Denmark has elected its first female prime minister, Helle Thorning-Schmidt, the leader of the center-left Social Democrat Party. The election ends a decade of rule by outgoing Prime Minister Lars Loekke Rasmussen’s right-wing government.

“Today is the day things change in Denmark,” Thorning-Schmidt said at a party rally in Copenhagen, Bloomberg Businessweek reports. “This evening we’ve shown that the Social Democrats are a big and driving force in Denmark. We’ve written history today.”’

Thorning-Schmidt’s Social Democrat-led bloc has won 92 seats in the country’s 179-seat parliament, according to Bloomberg Businessweek, with more than 99 percent of the votes counted. Outgoing Prime Minister Lars Loekke Rasmussen’s group will have 87 seats.

Thorning-Schmidt told voters she would increase public spending and raise taxes on banks and the wealthy. The outgoing government had promoted tough immigration laws and pro-market reforms.

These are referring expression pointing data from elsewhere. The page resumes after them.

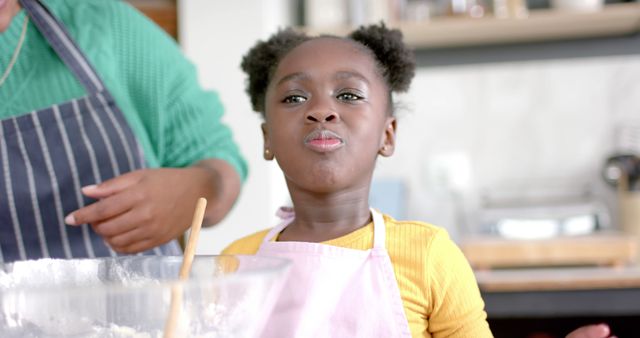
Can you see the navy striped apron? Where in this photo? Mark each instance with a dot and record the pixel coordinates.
(46, 156)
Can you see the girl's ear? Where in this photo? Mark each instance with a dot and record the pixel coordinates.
(267, 153)
(388, 143)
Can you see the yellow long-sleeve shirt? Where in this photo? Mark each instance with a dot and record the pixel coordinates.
(438, 289)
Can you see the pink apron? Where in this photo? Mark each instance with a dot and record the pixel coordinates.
(336, 292)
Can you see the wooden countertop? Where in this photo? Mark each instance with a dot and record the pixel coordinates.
(547, 279)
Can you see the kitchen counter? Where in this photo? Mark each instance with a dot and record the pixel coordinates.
(552, 292)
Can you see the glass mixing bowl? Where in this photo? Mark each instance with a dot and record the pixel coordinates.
(225, 296)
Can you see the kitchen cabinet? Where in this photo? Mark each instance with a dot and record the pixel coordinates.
(540, 25)
(546, 34)
(163, 12)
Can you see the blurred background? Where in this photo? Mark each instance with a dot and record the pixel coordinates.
(520, 135)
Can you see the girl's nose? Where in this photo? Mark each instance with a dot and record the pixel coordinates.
(322, 116)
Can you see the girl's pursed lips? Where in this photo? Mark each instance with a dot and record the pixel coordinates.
(323, 140)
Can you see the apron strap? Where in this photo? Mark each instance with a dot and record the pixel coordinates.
(60, 40)
(379, 230)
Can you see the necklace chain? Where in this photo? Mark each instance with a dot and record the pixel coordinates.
(16, 52)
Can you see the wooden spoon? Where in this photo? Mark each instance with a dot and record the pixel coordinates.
(185, 268)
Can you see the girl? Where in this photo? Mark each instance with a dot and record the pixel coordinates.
(327, 104)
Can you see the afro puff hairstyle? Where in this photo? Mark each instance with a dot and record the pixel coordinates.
(395, 61)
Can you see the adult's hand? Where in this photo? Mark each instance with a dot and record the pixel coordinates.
(142, 209)
(591, 331)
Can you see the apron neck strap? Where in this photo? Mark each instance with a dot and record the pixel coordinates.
(287, 215)
(379, 230)
(62, 43)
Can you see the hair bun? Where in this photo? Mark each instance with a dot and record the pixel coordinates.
(396, 58)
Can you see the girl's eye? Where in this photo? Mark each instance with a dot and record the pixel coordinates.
(294, 99)
(349, 97)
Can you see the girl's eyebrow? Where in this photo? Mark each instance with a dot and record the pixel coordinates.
(349, 74)
(292, 77)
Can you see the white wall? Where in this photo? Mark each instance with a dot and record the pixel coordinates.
(520, 128)
(215, 35)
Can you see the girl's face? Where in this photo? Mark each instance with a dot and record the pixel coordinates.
(326, 117)
(8, 9)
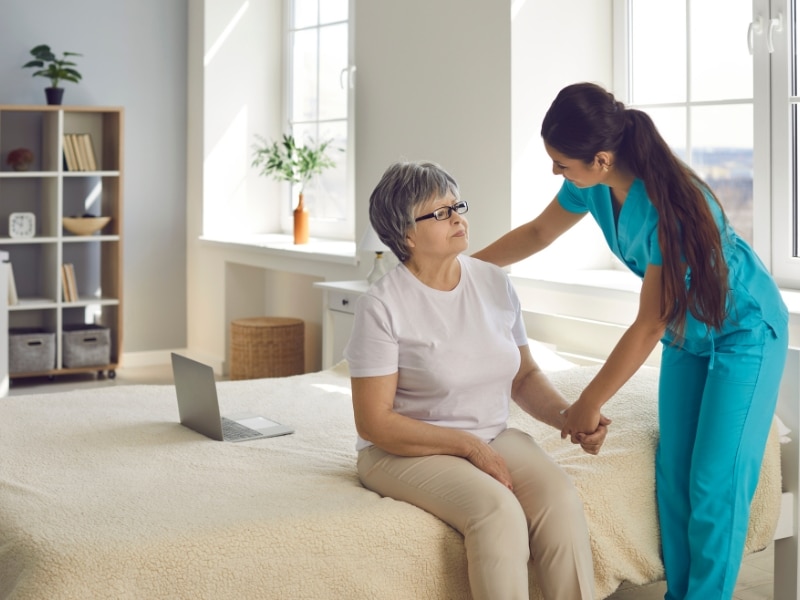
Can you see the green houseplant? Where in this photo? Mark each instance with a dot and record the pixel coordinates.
(286, 160)
(53, 68)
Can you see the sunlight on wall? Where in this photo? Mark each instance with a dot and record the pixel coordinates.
(225, 180)
(212, 51)
(93, 195)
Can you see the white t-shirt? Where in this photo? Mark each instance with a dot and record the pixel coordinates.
(456, 352)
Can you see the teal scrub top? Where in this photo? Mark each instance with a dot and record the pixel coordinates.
(754, 298)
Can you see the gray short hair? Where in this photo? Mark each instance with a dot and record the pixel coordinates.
(403, 187)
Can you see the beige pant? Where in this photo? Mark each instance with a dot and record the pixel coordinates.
(542, 519)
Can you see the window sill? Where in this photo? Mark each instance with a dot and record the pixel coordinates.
(278, 244)
(603, 285)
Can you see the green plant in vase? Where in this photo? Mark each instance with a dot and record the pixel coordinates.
(53, 68)
(286, 160)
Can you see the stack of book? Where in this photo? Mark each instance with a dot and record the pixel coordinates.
(79, 152)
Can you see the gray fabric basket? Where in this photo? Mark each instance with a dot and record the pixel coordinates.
(31, 351)
(86, 346)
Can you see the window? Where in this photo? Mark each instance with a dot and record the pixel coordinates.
(319, 83)
(720, 84)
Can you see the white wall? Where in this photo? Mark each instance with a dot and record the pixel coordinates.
(551, 51)
(134, 56)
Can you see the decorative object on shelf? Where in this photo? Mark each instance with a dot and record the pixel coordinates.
(286, 161)
(85, 225)
(20, 159)
(372, 243)
(55, 70)
(21, 225)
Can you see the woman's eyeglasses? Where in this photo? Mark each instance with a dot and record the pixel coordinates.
(443, 213)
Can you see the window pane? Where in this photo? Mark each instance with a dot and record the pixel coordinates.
(333, 74)
(332, 11)
(304, 13)
(721, 66)
(671, 124)
(304, 75)
(795, 166)
(793, 55)
(658, 51)
(723, 156)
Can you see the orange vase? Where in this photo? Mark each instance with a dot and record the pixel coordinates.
(300, 222)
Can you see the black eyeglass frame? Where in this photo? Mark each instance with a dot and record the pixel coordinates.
(459, 208)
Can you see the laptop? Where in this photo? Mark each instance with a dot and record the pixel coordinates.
(198, 406)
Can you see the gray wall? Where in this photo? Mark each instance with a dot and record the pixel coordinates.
(134, 56)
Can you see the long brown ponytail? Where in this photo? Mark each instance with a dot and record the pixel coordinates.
(585, 119)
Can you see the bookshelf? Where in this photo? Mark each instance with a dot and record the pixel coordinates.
(51, 190)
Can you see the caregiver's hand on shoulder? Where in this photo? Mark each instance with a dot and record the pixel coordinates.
(488, 460)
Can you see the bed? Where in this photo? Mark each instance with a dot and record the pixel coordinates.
(103, 494)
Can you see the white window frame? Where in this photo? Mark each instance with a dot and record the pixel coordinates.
(343, 229)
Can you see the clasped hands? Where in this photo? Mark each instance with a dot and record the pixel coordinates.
(585, 425)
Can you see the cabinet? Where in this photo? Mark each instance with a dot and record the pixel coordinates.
(50, 191)
(339, 303)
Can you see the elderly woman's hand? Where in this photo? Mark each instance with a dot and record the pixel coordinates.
(591, 442)
(488, 460)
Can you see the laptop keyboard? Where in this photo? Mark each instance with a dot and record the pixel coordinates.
(233, 431)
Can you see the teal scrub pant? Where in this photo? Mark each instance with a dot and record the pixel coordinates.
(715, 412)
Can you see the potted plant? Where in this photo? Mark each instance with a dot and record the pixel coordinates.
(285, 160)
(53, 68)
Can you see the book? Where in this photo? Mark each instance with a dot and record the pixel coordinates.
(79, 152)
(88, 150)
(12, 287)
(64, 284)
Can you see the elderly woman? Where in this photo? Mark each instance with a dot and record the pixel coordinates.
(437, 351)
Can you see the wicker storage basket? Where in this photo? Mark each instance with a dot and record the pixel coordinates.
(267, 347)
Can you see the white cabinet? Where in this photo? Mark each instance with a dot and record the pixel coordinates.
(339, 302)
(49, 191)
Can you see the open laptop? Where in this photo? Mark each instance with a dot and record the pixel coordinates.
(198, 406)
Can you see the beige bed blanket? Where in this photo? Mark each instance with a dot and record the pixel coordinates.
(104, 495)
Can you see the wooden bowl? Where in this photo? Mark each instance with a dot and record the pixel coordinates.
(84, 225)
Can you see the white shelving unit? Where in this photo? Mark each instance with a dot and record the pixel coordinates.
(50, 191)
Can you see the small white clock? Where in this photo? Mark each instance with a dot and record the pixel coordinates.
(21, 225)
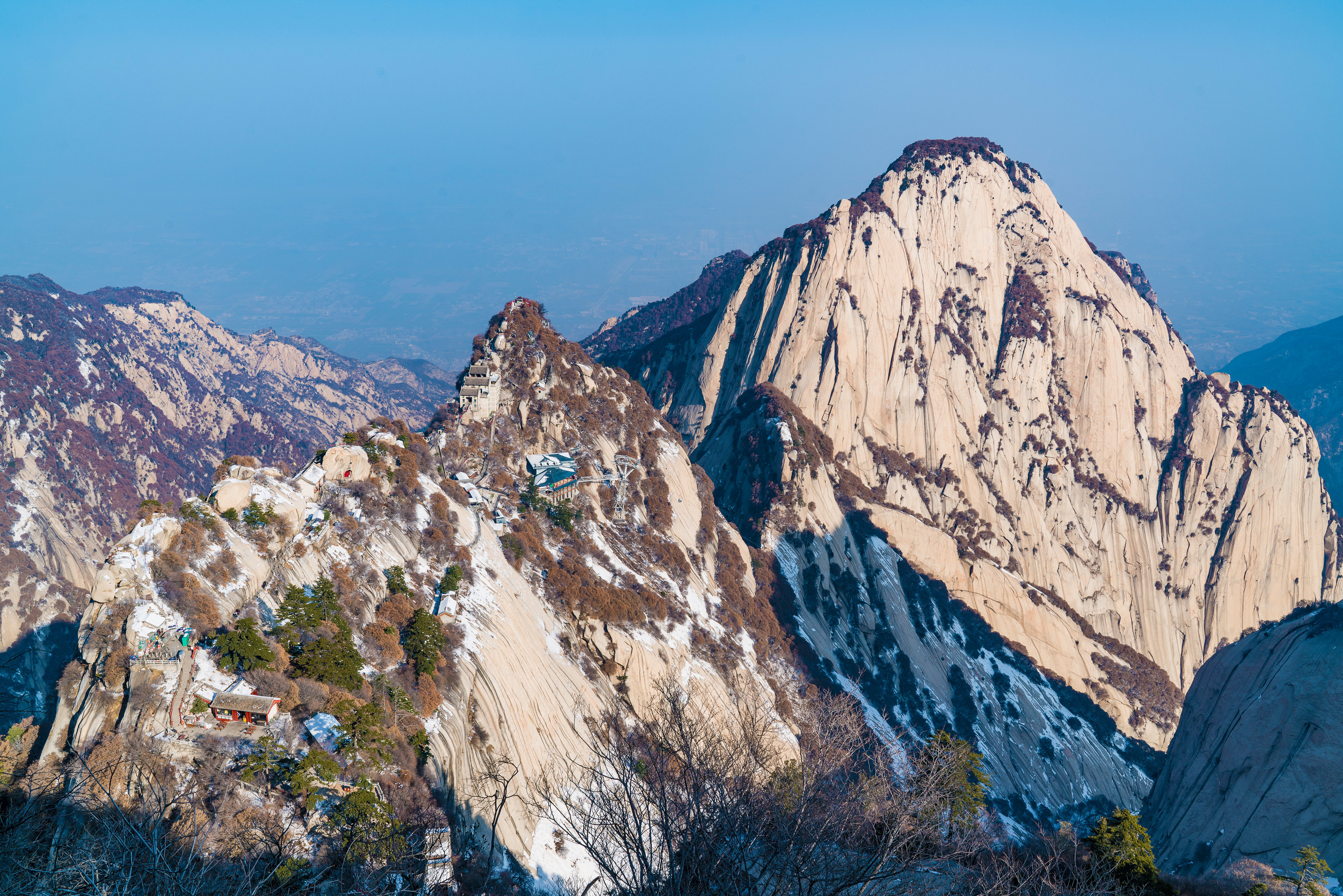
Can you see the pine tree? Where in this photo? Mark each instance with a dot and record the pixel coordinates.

Bloomberg Businessweek reports:

Announcing the election on Aug. 26, Rasmussen evoked the specter of a deepening European fiscal crisis and warned voters they face a “clear choice: uncontrolled debt or sustainable welfare.” Thorning-Schmidt said the same day the state needs to deploy more public funds, arguing that “without growth we can’t pay down our debt, and without growth there’s no money for welfare.”

One Thorning-Schmidt proposal that caught the public’s attention: She said she would make everyone work 12 minutes more per day, which would add up to an extra hour of productivity each week and spark economic growth, Reuters reports.

Thorning-Schmidt, 44, is married to Stephen Kinnock, the son of British Labor Party politicians Neil and Glenys Kinnock, BBC News reports.

According to Reuters:

On her way to the top, Thorning-Schmidt fought to shake off an image in the media of an upper-class blonde socialist with expensive handbags and the nickname "Gucci Helle."

The nickname infuriated the normally composed Thorning-Schmidt, who once replied to one critical colleague: "Don't call me 'Gucci' just because I'm not walking around looking like a sack of shit like you."

She defended sending her eldest daughter to private school and battled with the Danish media for prying into her and her husband Stephen Kinnock's tax affairs.

"Tonight I hand over the keys to the prime minister's office to Helle Thorning-Schmidt,” Rasmussan said, according to BBC News. “And dear Helle, take good care of them. You're only borrowing them."